Unless you’re sprinting, speed-roping or racing, slow down, buddy. You’re likely to get hurt.
When it comes to form, a rule of thumb I’d like you to follow is GO SLOW. Here’s why:
You can’t fake it…with form that is. Your body knows that when you speed up an exercise it’s likely because you haven’t mastered it yet. You wouldn’t start out driving a car by going fifty miles an hour. You’d crash, right? Well, the same is true for your body.
Strength exercises like squats, pushups, tricep dips, and rows need to be taken slowly so you can focus on your form and not tweak your shoulder or throw out your back. If you don’t have the strength or flexibility to do an exercise at YOUR full range of motion, modify by decreasing the intensity or resistance. For example, do incline push-ups instead of plank push-ups. Bend your knees for dips. Take a wider stance farther from your anchor point for TRX body rows, and simply perform shallower squats or use a chair. These are all smart options. Going faster and hurling yourself through the routine is not.
Additionally, slow movements will increase the resistance challenge and help you to build more muscle and strength.
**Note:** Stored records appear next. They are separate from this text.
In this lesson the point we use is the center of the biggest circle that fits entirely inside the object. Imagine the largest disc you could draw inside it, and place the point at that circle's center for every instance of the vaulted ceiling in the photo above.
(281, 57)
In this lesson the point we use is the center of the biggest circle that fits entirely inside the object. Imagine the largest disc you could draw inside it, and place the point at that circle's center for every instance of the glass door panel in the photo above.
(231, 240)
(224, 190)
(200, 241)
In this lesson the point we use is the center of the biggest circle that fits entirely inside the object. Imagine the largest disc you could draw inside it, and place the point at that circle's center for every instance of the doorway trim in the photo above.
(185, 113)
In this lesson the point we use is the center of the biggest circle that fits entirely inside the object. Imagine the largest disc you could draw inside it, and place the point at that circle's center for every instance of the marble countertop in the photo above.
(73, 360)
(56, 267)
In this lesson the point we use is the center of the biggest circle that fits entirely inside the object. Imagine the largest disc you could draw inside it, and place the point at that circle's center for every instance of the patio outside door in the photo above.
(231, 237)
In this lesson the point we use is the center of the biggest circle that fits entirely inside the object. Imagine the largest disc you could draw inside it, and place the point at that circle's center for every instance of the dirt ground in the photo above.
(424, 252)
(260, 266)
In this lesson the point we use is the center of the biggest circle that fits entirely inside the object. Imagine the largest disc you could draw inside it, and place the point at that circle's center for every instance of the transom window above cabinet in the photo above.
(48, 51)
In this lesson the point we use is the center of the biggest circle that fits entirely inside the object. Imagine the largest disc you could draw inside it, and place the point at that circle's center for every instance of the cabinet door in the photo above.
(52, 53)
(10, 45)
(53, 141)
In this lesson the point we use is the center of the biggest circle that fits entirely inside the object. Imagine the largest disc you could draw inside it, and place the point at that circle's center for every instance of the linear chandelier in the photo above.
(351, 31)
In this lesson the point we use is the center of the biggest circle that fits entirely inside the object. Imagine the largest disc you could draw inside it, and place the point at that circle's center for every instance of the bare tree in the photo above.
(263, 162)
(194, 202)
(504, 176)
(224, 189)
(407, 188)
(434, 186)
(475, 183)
Exercises that focus on balance (as well as strength) are other exercises that I see get rushed. Side plank leg lifts and one-legged deadlifts come to mind immediately. Keep falling to a minimum by slowing down and getting the form right. If you keep losing your balance, listen to the trainer’s cues and use them. Focus on where your body is in space, especially your hips, which in a single-leg deadlift, should face the floor squarely without any rotation. If during a side plank, the leg lift isn’t happening, then leave it out and work on sticking a perfect unadorned side plank for twenty seconds on each side. Then add the lift.
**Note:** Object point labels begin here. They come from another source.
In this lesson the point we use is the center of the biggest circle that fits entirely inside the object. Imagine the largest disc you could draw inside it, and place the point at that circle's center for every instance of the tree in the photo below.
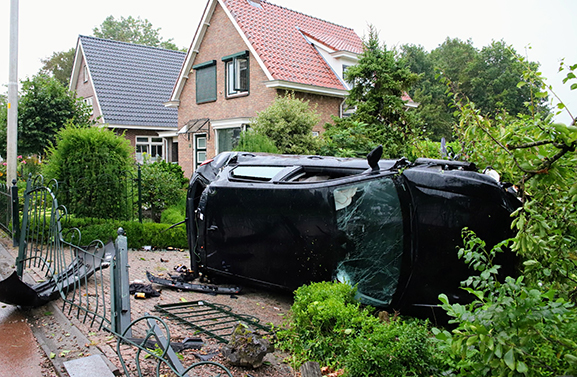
(289, 123)
(379, 82)
(89, 164)
(45, 106)
(488, 78)
(59, 65)
(133, 31)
Making sure your body is properly aligned during workout exercises takes time. Rushing through with crappy form only leads to injury, and if that happens you’ll have to completely stop in order to recover. This is where we can learn a thing or two from that victorious tortoise.
Make it your priority to nail proper form, because doing so will create healthy postural habits that you’ll carry with you into the rest of your day. It should also help to ease any joint discomfort you may be experiencing.
Want another area where slowing down is important? EATING! Cooking your food instead of grabbing a pre-packaged snack on the run is bound to be a healthier option. Eating slowly and without distraction instead of speeding through a meal usually means you’ll ingest fewer calories.
On the other hand, cutting calories dramatically in order to lose weight fast will only wreak havoc on your hormones and metabolism, leaving you irritable, hungry, miserable and ultimately fatter than when you started out. Your body will go into starvation mode and desperately cling to each calorie you consume. This is not how to succeed.
Lastly on the slow train to fitness, rest and recovery are the keys to building muscle and strength, and the more muscle mass you have, the more calories you’ll burn at rest. In order to build this magical muscle mass, you MUST recover between workouts. “Crushing it” seven days a week will only lead to failure (who can keep going at such a hectic pace?) and possible injury.
In the case of health and fitness, haste truly does make waste.